Winona Riders || CC Konex || 20.02.2026 || Ph. Santi Junco

Winona Riders incendió el Ciudad Cultural Konex y dejó pistas de su próxima mutación

El 20 de febrero de 2026 no fue simplemente el primer show del año para Winona Riders. Fue una ceremonia de reafirmación. Una noche larga, densa, con momentos de trance y explosión, donde la banda volvió al Konex para tensar su propio lenguaje y dejar flotando una certeza: lo que viene no será tibio.

Desde el arranque con “V.V.”, quedó claro que el plan no era tocar canciones, sino intervenirlas. El set se movió como un organismo vivo, mutando de forma constante, con versiones extendidas que parecían diseñadas para empujar a la Sala de las Columnas a un estado físico antes que emocional.

“Ingrid Grudke”, “No hay nada más en mí” y “Viajando en el asiento de atrás” marcaron el pulso inicial. Pero fue con “Soy una bala” y “La letra chica” cuando el pogo empezó a tomar forma. Winona no negocia intensidad: la administra.

El tramo central fue el corazón del show. “A.P.T (American Pro Trucker)” —extendida y con fragmentos de “V.V.” incrustados como eco interno— abrió un bloque expansivo que incluyó “680/680”, “Separados al nacer”, “Joel”, “Riders” y “Dopamina”, todas en versiones largas, hipnóticas, repetitivas hasta el límite justo. La doble batería volvió a ser protagonista: un pulso marcial, casi industrial, que convirtió cada repetición en mantra.

También hubo espacio para los guiños. “Ah Hey Hey Hey” incorporó frases de “Some Velvet Morning”, el clásico de Lee Hazlewood y Nancy Sinatra, mientras que “¿Así que te gusta hacerte el Lou Reed?” sumó una intro de “Hey Man” de Spacemen 3. No fueron citas decorativas: fueron parte del ADN que Winona exhibe sin nostalgia, pero con conciencia de linaje.

El momento bisagra llegó con “Nuevos hechos emergen!”, debut absoluto en vivo.

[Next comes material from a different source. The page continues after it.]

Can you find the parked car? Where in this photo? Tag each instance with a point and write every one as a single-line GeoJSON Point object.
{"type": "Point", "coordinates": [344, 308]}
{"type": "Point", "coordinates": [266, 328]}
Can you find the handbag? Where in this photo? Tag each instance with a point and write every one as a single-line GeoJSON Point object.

Más directa, igual de filosa, dejó la sensación de estar frente a una nueva capa sonora que podría marcar el rumbo del próximo material de estudio. Si esto es anticipo, el futuro inmediato promete tensión y riesgo.

Sobre el cierre, “D.I.E (Dance in Ecstasy)” y “Dorado y púrpura”, en versiones reducidas, comprimieron toda la energía acumulada. Después de 24 temas, la sensación no fue agotamiento sino trance compartido. Winona Riders no dio un show: construyó un clima.

Y el Konex volvió a ser territorio fértil para esa mezcla de psicodelia áspera, repetición y desborde físico que la banda maneja como pocos en la escena local.